June 19th, 2026
Adjusting the operation of metabolism to modestly slow aging has long formed the bulk of fundamental research into intervention in aging. All living organisms exhibit some plasticity of life span when subject to mild stresses, such as lack of nutrients, heat, cold, and so forth. Unfortunately this strategy seems unlikely to lead to therapies that greatly improve upon the effects of exercise and lifestyle choice, particularly given the evidence for metabolic adjustment to produce ever smaller gains in longevity as species life span increases. Nonetheless, this form of research persists, driven by the scientific urge to obtain complete understanding of the way in which aging progresses in detail. Here, for example, researchers provide evidence for there to be multiple options for the adjustment of metabolism to slow aging, not just one path.

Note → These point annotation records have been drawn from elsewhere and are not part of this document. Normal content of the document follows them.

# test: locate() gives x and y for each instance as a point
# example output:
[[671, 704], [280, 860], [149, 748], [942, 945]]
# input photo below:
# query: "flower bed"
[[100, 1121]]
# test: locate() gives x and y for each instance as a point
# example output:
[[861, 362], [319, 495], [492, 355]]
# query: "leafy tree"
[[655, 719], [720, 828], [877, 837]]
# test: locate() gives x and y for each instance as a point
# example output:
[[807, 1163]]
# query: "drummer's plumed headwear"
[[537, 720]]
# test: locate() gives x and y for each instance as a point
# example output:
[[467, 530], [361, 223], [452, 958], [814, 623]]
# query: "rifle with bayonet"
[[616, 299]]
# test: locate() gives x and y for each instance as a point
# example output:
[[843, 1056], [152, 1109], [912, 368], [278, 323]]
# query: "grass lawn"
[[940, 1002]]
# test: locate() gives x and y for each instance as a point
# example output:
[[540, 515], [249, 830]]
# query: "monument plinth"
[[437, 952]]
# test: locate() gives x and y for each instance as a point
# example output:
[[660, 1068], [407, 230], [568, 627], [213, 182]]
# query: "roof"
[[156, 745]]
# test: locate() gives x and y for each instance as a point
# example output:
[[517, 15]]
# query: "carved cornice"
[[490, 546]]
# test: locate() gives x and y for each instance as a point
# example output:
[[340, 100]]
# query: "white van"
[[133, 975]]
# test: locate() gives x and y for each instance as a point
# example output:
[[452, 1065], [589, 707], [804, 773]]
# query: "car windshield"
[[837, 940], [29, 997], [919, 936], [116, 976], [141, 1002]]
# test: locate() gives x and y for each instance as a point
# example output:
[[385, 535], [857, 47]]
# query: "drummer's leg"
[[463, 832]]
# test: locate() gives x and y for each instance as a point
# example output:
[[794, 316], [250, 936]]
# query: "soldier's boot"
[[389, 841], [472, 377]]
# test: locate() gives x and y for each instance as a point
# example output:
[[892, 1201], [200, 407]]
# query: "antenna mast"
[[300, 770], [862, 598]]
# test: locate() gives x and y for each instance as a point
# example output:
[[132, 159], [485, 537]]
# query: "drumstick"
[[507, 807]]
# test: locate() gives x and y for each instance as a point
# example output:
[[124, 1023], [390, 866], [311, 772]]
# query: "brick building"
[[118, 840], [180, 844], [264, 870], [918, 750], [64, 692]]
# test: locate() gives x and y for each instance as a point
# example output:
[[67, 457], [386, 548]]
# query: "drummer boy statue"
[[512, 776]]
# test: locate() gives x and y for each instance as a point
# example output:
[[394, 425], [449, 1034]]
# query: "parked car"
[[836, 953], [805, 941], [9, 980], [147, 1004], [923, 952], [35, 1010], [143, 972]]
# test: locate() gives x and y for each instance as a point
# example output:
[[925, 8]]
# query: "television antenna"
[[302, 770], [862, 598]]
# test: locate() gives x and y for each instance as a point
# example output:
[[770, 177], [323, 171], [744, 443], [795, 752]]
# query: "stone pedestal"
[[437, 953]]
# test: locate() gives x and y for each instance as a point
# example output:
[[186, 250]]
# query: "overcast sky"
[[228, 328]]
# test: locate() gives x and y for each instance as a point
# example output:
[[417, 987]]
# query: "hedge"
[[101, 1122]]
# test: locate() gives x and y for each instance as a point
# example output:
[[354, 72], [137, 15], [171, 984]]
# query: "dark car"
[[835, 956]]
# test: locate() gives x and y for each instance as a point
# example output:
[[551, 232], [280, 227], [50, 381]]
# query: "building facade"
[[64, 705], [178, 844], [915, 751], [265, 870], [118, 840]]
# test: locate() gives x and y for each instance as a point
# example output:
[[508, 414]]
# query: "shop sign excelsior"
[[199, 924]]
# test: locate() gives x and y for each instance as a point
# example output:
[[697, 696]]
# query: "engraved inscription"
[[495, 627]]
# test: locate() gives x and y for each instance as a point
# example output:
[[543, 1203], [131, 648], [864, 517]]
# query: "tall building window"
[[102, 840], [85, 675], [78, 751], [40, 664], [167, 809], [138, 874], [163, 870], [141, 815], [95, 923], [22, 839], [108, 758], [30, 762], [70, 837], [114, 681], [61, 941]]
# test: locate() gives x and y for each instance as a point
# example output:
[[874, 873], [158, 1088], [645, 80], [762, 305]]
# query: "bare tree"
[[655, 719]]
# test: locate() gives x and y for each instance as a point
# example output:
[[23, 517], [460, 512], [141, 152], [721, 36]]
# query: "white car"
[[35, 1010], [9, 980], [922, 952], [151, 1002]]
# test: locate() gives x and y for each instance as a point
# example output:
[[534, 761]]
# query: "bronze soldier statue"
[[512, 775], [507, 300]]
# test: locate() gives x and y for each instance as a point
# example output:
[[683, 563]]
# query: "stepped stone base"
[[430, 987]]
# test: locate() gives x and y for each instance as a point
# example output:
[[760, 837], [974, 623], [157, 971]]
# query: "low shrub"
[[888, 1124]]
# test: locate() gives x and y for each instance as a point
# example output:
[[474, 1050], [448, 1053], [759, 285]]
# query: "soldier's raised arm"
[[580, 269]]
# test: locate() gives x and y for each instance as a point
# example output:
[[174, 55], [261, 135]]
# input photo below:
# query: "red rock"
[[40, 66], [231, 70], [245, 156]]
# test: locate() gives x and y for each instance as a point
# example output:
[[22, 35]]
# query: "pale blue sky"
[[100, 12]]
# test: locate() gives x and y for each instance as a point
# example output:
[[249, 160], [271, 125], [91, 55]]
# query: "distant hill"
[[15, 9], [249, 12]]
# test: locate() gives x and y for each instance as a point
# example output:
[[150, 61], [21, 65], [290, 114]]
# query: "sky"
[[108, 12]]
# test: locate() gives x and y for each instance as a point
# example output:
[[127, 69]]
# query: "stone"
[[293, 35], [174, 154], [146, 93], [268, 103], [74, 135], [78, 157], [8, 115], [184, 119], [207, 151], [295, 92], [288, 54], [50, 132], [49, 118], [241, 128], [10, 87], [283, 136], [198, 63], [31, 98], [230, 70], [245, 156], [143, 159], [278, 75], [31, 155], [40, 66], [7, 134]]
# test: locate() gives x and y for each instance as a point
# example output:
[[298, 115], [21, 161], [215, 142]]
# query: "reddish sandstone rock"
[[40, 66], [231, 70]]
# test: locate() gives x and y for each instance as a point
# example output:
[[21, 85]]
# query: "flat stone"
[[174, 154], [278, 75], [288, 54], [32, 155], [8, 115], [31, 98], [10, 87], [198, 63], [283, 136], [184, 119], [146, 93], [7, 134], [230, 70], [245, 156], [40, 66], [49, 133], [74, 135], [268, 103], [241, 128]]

While aging is the greatest risk factor for the development of neurodegenerative disease, the role of aging in these diseases is poorly understood. Our previous work has shown that targeting aging pathways can be neuroprotective in animal models of neurodegenerative disease. Based on these findings, we believe that by gaining insight into the aging process, that knowledge can be applied to identify novel therapeutic targets for neurodegenerative disease. To advance our understanding of aging, we used a genomics approach to identify genes regulated by multiple lifespan-extending pathways. We performed RNA sequencing on nine long-lived C. elegans mutants representing seven longevity pathways: insulin/IGF-1 signaling, dietary restriction, germline deficiency, impaired chemosensation, reduced translation, elevated mitochondrial reactive oxygen species (ROS), and mild mitochondrial impairment.